18 mai 2017

Qui est Spike Fuck, l’artiste post-punk découvert par Rick Owens ?

Écrivant tantôt du point de vue d’un homme, tantôt de celui d’une femme, Spike Fuck nuance de sa sensibilité contemporaine l’archétype du musicien maudit, post-punk et marginal, aux morceaux teintés par la noirceur de l’addiction aux drogues. L’Australienne a fait de son statut d’outsider un atout. 

Portrait par Rick Owens

Avec son nom qui pique et qui nique, on n’imagine pas Spike Fuck en ambassadrice délicate d’une pop asexuée et parfumée à la violette. Avec son look de suburban boy au teint diaphane, son mullet et ses mèches roses qui parfois désunissent sa blondeur, et cet air un peu désolé qui voile son regard, cette transsexuelle de Melbourne n’a pas non plus choisi la voie outrancière qui collerait, musicalement, avec cet épineux et libidineux pseudo.

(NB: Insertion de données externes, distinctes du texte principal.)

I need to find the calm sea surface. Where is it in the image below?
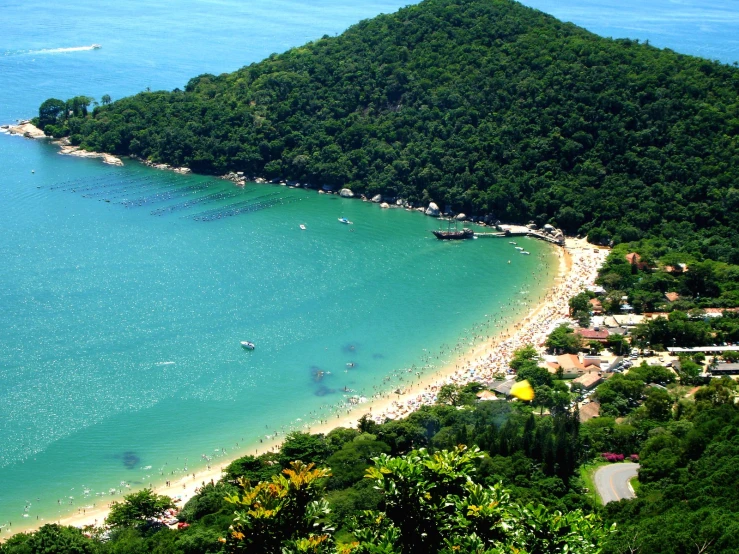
[0,0,739,536]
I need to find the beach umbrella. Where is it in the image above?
[511,380,534,402]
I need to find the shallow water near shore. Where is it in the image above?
[0,0,739,537]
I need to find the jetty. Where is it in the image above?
[468,224,565,246]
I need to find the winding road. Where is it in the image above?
[595,462,639,504]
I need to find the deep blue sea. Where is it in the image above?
[0,0,739,537]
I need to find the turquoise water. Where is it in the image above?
[0,0,739,528]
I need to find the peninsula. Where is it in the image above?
[31,0,739,261]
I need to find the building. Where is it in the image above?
[490,379,516,396]
[575,327,610,344]
[579,402,600,423]
[626,252,649,269]
[572,371,603,390]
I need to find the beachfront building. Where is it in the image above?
[572,371,603,390]
[543,354,601,379]
[575,327,611,344]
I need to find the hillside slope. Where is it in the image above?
[39,0,739,263]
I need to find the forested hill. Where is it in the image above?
[41,0,739,263]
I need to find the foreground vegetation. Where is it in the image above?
[0,366,739,554]
[38,0,739,263]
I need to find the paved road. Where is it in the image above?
[595,462,639,504]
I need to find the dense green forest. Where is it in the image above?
[0,374,739,554]
[38,0,739,263]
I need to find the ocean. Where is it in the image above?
[0,0,739,537]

Son premier EP, Smackwave, la révèle au contraire en crooner punk sensible, inspirée par la new wave du tournant des années 70/80, avec des reflets troublants de Bowie et Joy Division. Même le clip dérangeant de Tomorrow We Get Healthy, où elle finit par s’arracher le visage et laisser un œil sombrer dans un lavabo, ne parvient pas tout à fait à en faire une bête de foire transgenre.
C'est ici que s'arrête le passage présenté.